Camino despacio, como si el cuerpo pesara, pero la música poco a poco da alas y los pasos se vuelven menos duros mientras las palomas buscan comida en los parterres de césped y todo resulta conforme y diamantino bajo la música.
¿Quién puede explicarlo?
Como un sol invictus que comienza hoy a recuperar sus reinos, como dice Lucas, una luz de esferas me llena los oídos cuando los coros navegan por mi cuerpo que se mueve solo, que siente desdoblado, alejándome los pesares de los achaques cada vez más frecuentes.

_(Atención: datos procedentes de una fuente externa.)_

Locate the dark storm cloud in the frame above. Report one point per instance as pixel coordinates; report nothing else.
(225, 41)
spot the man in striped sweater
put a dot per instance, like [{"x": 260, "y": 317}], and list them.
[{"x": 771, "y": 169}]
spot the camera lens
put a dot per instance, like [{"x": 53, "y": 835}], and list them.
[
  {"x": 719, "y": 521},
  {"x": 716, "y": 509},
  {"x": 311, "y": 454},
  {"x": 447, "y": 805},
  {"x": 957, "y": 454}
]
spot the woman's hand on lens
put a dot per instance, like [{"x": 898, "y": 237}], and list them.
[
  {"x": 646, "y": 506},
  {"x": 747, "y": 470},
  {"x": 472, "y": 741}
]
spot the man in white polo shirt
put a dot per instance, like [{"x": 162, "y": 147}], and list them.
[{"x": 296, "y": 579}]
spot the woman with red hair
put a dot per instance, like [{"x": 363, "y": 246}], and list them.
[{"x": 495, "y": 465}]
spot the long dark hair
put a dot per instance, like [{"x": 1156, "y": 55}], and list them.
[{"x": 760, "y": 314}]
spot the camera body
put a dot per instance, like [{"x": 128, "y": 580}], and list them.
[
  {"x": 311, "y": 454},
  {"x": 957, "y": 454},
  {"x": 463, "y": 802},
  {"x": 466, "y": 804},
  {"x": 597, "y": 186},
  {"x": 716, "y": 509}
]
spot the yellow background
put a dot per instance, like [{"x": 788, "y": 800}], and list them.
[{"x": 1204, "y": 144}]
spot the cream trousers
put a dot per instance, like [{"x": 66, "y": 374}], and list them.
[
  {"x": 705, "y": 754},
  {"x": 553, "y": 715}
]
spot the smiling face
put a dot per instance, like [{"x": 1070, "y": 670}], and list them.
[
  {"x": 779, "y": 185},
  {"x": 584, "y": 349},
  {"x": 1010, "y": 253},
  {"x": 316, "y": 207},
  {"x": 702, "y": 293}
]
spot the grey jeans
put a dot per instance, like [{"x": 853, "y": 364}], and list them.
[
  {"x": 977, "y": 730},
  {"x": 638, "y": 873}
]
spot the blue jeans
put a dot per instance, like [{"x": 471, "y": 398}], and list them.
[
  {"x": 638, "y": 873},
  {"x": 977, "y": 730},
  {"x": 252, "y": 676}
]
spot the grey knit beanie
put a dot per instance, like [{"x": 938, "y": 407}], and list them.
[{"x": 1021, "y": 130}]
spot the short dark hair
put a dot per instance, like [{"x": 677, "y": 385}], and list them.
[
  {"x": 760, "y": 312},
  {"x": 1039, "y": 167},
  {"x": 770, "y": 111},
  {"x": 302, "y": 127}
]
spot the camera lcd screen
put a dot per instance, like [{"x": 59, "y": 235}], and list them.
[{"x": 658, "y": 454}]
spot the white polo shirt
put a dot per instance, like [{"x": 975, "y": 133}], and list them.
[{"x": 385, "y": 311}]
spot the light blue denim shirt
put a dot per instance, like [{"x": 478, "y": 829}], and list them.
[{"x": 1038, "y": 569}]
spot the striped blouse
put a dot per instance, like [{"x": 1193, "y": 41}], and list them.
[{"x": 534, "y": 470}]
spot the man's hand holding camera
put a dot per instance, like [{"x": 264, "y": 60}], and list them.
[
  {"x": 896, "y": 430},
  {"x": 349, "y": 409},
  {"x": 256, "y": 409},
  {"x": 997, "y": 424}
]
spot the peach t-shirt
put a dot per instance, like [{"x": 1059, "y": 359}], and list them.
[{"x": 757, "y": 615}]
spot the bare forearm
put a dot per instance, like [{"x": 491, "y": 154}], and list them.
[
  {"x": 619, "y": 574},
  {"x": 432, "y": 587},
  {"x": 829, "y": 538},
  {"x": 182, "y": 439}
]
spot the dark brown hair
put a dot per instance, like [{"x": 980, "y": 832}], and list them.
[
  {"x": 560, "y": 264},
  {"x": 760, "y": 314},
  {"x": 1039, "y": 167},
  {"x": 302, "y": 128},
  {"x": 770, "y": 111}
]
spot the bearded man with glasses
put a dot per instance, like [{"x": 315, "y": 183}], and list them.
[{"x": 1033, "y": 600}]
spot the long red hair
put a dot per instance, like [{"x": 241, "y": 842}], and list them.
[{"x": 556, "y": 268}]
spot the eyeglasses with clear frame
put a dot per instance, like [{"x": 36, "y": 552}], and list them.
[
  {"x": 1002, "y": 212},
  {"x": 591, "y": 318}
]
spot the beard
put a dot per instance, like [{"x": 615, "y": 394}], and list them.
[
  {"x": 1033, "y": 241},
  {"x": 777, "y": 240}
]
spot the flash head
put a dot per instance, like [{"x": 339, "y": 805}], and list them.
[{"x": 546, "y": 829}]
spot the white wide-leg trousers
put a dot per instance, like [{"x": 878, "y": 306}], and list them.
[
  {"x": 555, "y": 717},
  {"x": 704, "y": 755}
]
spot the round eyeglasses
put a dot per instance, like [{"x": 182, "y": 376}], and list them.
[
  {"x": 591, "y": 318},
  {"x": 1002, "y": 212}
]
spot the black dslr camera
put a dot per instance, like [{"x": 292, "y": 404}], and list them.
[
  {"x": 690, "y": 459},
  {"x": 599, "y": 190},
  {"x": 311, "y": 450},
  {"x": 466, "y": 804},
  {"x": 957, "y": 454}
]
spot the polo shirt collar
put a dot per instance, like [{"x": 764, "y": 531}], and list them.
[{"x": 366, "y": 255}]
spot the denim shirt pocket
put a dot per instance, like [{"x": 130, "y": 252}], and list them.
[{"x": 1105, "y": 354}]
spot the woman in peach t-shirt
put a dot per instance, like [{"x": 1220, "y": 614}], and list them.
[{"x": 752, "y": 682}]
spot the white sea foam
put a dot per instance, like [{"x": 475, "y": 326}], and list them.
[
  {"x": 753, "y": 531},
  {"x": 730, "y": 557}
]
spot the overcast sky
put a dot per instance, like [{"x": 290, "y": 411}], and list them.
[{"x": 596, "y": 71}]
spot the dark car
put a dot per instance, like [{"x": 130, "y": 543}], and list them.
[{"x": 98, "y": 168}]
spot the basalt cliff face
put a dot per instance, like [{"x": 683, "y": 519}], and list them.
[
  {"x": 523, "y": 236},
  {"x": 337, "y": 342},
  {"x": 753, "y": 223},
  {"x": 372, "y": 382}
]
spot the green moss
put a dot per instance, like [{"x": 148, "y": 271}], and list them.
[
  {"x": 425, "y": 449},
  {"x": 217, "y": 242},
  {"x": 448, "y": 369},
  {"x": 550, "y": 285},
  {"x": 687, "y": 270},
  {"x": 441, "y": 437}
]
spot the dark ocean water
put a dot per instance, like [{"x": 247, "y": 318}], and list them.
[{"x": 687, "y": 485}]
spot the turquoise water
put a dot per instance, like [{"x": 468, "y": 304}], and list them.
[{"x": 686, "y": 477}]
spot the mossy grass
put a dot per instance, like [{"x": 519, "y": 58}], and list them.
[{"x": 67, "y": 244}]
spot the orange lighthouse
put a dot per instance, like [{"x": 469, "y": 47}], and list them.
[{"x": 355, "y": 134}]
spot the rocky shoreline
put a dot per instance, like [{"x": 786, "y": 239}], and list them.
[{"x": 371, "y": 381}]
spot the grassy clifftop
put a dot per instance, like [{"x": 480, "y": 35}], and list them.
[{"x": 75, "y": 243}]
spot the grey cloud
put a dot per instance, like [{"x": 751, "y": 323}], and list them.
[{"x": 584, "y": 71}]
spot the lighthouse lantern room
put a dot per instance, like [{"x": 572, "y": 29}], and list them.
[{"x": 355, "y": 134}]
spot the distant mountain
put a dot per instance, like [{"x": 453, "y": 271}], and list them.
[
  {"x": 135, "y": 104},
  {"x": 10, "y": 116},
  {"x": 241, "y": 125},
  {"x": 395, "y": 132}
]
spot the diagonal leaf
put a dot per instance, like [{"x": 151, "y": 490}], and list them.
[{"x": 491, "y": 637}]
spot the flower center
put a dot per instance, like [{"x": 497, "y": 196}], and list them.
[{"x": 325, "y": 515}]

Todo es acaso perfecto, sobre todo si el cielo se mancha de un azul cada vez más intenso, muy alto y cristalino, en el que los aviones dejan estelas como alfabetos de mundos perdidos y el verde de los pinos y los cipreses va cobrando vida.
Violines.
Sombras de voces profundas.
La experiencia tiene de algo de religioso sin necesidad de liturgia. Una emoción pura que, acaso, es el origen de todas las religiones, sin necesidad de nombres ni narraciones, sólo las sombras alargadas, cortadas sobre el ladrillo de los edificios mientras la música cae al alma como al pasto el rocío, muy suave en su intensidad, con cascabeles dentro.
Una paloma pensativa en el alero. El primer mirlo.
Hay voces de ángeles en medio de los compases que ahora parecen plumas en lenta bajada por el aire fino, como polvo dorado bajo los árboles sin hojas. Una extraña y liviana geometría, una lluvia sin agua semejante al rumor de las fuentes ocultas de la Alhambra que viven sin hacerse por completo presentes pero que van calando dentro del ánima, con sosiego y luces, como un poema hermoso de Cernuda, igual que sabor de las lágrimas de alegría de un viejo amigo que hace un año que no se viese.
Pues nunca más en el año vuelvo (quiero) escucharla. Sólo para ese momento de gozo de algodones blancos y un calor si fuego en la punta de los dedos que hace olvidar el estómago pesado, el sueño mil veces roto de la noche anterior que ahora son recuerdos muy lejanos ante los violines repetidos uno sobre otro en una melodía encadenada de olas rompiendo por detrás de mis ojos.
¡Cuántos años!
¡Qué eternidad he vivido ya!
Todo se condensa en esta mañana y esta música, como un aleph perfecto de pasados y futuros. Un punto fijo en el universo que tiene forma de mar o de aliento fresco mientras avanza la música y poco a poco la calle se va llenando de gente ya muy cerca del Aleluya glorioso que todo eclipsa, pues el himno de la alegría perfecta se impone según el cielo crece hacia lo alto y el sol calienta levemente para alegría de los niños que empiezan a sacar sus bicis nuevas, tan relucientes, y llenan de alegría los parterres pardos de los parques con padres que les persiguen somnolientos, entre abuelos calmados que saben el trance que voy sufriendo paso a paso, mientras voy regresando a casa y guardo en la memoria la música callada que me ha ido acompañando sin tragedia durante estas dos horas largas de plenitud y dicha.